A recent survey conducted by the National Financial Educators Council (NEFC) shows how concerned Americans are about their personal finances due to the effects of the coronavirus crisis.
According to the survey, which solicited responses from 1,201 people between March 23 and March 27, 58.2% say the crisis has had a negative impact on their personal finances (30.9% called the impact somewhat negative, and 27.3% described it as very negative). About 32% of respondents said the crisis has had neither a positive nor a negative impact, while the remaining 9.9% said the pandemic has had a positive effect on their finances (6.8% indicated the effect was very positive, while 3.1% said somewhat positive).
That's the sentiment right now, but what about the future?
Are you in the majority?
When asked about their concerns about COVID-19 affecting their personal finances over the next three months, the anxiety levels went up. In response to this question, the majority of respondents -- 43% -- said they were very concerned, while 27.8% said somewhat concerned. Combined, 70.8% categorized themselves as concerned about the impact of the disease on their personal finances. Further, 15% said they were neutral -- no concerns one way or the other -- while 6.7% were not very concerned, and 7.5% were not at all worried.
NFEC also asked whether people were more concerned about their health or their finances right now. To that question, 58.8% said their health was their larger concern, while 41.2% said their finances.
This marks a shift from a USA Today/Ipsos poll that came out on March 12. In that survey, 47% said they felt the coronavirus posed a threat to the stock market and the global economy, while only 15% felt it posed a threat to them personally.
Are you prepared?
The new NFEC poll also touched on the level of financial preparedness among Americans. Most feel they are prepared with 17.5% saying they are very prepared, and 29.2% saying they are somewhat prepared. Overall, 46.7% report some level of preparedness. On the other side, 33.2% says they are unprepared, with 12.4% calling themselves somewhat unprepared and 20.8% identifying as very unprepared.
The findings coincide with the start of National Financial Literacy Month on April 1. April was designated as National Financial Literacy Month by Congress in 2004 to raise awareness about the importance of financial education "and the serious consequences that may be associated with a lack of understanding about personal finances."

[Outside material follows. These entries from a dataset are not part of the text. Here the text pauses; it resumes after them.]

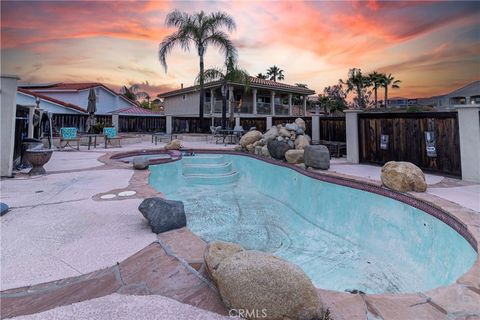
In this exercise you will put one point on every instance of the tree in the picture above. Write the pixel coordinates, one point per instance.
(389, 81)
(357, 82)
(275, 73)
(231, 74)
(375, 79)
(201, 30)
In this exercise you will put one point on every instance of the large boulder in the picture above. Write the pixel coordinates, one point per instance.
(294, 156)
(270, 135)
(253, 280)
(174, 145)
(140, 163)
(216, 252)
(250, 137)
(301, 123)
(317, 157)
(163, 215)
(403, 176)
(301, 142)
(277, 149)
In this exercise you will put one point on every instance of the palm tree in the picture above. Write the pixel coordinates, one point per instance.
(201, 30)
(376, 80)
(231, 74)
(357, 82)
(389, 81)
(275, 73)
(261, 76)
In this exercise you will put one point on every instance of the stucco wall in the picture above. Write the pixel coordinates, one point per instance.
(8, 110)
(177, 106)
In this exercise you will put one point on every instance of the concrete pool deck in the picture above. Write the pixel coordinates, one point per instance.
(57, 229)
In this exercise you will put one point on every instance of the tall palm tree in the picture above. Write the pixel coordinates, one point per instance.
(357, 82)
(275, 73)
(261, 76)
(389, 81)
(231, 74)
(376, 80)
(201, 30)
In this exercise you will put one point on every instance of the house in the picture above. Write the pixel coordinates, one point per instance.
(468, 94)
(68, 98)
(264, 98)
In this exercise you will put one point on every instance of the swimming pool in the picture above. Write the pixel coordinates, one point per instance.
(343, 238)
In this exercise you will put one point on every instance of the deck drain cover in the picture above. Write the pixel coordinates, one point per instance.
(108, 196)
(126, 193)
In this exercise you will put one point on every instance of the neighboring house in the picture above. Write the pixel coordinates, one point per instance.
(76, 94)
(469, 94)
(263, 98)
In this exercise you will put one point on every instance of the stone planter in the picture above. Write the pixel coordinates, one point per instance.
(37, 158)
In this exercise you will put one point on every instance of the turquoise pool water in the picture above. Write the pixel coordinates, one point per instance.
(343, 238)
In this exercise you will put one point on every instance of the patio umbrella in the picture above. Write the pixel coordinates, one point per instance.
(91, 109)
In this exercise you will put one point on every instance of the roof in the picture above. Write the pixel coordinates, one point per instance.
(72, 86)
(136, 111)
(254, 82)
(47, 98)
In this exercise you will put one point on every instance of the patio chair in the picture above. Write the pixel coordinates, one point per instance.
(110, 134)
(68, 135)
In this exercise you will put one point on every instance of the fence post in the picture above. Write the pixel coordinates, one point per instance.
(351, 124)
(115, 121)
(315, 128)
(469, 129)
(168, 124)
(269, 122)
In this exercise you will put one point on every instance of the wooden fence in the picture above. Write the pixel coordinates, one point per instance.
(406, 133)
(141, 124)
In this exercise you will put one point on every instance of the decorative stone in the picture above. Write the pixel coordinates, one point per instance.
(250, 137)
(3, 208)
(300, 123)
(250, 148)
(163, 215)
(265, 152)
(174, 145)
(277, 149)
(127, 193)
(403, 176)
(108, 196)
(284, 132)
(291, 126)
(301, 142)
(317, 157)
(294, 156)
(253, 280)
(216, 252)
(140, 163)
(270, 135)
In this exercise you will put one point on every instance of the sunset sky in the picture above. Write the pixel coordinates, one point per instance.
(433, 47)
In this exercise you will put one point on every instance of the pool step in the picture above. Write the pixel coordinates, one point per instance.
(208, 170)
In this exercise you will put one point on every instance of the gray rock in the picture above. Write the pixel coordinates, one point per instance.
(163, 215)
(291, 126)
(317, 157)
(277, 149)
(140, 163)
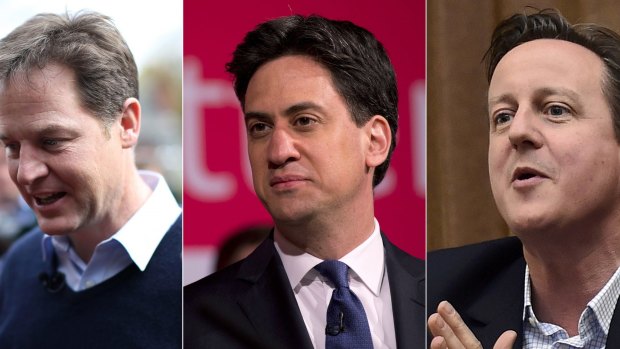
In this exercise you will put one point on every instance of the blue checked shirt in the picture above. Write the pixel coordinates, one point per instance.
(593, 324)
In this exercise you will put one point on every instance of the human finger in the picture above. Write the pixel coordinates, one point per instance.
(506, 340)
(457, 326)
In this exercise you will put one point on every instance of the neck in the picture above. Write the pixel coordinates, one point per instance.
(132, 195)
(587, 260)
(330, 237)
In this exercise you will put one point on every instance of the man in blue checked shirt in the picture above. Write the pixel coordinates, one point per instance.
(554, 165)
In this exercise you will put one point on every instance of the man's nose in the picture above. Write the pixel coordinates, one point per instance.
(524, 130)
(30, 167)
(282, 147)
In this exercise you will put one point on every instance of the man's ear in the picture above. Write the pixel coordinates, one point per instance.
(130, 122)
(378, 130)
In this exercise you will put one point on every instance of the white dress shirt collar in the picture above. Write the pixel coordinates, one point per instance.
(366, 260)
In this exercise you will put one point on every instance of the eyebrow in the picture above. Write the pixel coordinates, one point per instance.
(291, 110)
(538, 93)
(47, 130)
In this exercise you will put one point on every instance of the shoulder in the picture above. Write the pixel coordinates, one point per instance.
(456, 273)
(411, 264)
(25, 247)
(234, 280)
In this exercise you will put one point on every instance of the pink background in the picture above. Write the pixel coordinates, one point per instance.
(218, 197)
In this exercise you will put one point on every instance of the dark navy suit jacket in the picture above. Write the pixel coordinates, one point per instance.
(251, 304)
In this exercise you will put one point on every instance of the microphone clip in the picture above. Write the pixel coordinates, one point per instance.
(334, 330)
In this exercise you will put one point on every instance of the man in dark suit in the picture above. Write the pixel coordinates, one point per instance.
(320, 105)
(554, 164)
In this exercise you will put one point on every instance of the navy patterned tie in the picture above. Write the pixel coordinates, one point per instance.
(347, 326)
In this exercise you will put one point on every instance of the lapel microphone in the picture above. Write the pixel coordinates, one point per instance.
(52, 280)
(334, 330)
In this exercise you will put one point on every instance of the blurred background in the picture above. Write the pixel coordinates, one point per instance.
(461, 209)
(153, 31)
(219, 201)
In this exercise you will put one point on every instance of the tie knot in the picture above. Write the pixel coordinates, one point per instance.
(336, 271)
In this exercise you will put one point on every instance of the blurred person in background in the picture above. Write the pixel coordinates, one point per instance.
(104, 268)
(240, 244)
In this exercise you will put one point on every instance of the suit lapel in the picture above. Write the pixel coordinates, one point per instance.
(269, 303)
(407, 291)
(499, 307)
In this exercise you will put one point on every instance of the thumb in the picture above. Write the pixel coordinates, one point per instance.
(506, 340)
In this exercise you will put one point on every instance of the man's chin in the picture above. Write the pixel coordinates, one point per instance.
(56, 226)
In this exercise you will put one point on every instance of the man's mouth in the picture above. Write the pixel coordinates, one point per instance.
(44, 200)
(525, 173)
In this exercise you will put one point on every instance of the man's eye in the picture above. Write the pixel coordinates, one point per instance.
(11, 149)
(305, 121)
(557, 110)
(258, 128)
(502, 118)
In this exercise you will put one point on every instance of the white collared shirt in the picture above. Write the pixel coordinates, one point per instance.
(368, 279)
(135, 242)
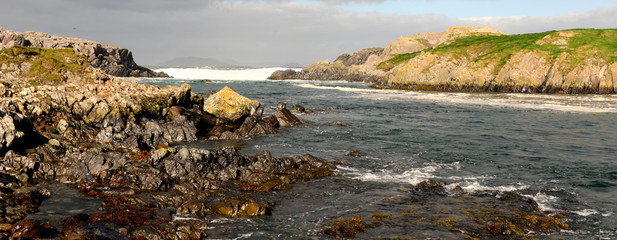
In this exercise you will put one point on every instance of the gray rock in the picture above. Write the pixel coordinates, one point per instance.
(16, 132)
(112, 60)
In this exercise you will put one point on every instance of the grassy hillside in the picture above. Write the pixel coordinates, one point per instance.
(580, 44)
(46, 66)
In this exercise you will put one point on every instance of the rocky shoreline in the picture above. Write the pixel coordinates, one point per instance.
(578, 61)
(115, 61)
(113, 139)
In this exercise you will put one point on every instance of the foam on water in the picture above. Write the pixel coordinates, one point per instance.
(545, 201)
(416, 175)
(563, 103)
(250, 74)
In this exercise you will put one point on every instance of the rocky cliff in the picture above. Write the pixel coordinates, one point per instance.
(484, 59)
(63, 120)
(112, 60)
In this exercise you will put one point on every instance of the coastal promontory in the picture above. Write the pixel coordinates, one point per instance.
(483, 59)
(113, 60)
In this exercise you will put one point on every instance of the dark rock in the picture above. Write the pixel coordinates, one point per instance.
(432, 185)
(285, 118)
(195, 207)
(358, 57)
(299, 109)
(272, 121)
(285, 74)
(145, 232)
(112, 60)
(26, 229)
(242, 207)
(17, 132)
(98, 231)
(340, 69)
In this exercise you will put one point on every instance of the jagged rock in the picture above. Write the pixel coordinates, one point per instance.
(242, 207)
(228, 105)
(285, 118)
(16, 132)
(112, 60)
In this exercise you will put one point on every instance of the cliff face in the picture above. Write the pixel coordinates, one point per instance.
(484, 59)
(363, 65)
(573, 61)
(112, 60)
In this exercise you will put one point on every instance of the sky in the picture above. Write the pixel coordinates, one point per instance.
(280, 32)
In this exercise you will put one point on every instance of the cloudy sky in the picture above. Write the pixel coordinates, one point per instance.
(277, 32)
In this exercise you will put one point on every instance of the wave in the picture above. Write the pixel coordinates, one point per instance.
(563, 103)
(247, 74)
(414, 176)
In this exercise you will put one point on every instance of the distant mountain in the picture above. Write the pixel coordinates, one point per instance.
(575, 61)
(200, 62)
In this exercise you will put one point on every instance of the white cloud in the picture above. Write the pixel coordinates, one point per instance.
(252, 32)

The survey results will be used to encourage people to prepare financially for future disruptions, like pandemics, that could negatively affect their personal finances, NFEC officials said. According to CEO Vince Shorb:
The NFEC has a mission of helping people work toward financial wellness, and we remain firm in that goal. In these scary and difficult times, achieving such financial security becomes critical. We'll emerge from this crisis with an even greater passion and need to help people improve their personal financial situations. The data show that we all are affected by the coronavirus outbreak, but we can get through this crisis by working together.
Being better prepared financially could mean improving your financial literacy or becoming familiar with the various concepts, ideas, and strategies related to personal finance. It could also mean having an emergency fund or an adequate amount of money in savings for unexpected and unforeseen circumstances, like a pandemic. Further, it could mean having manageable debt and expenses, and not living beyond your means. Also, being prepared means having a financial plan for future expenses, like college and retirement, and making sure you have the right risk/reward profile for your goals.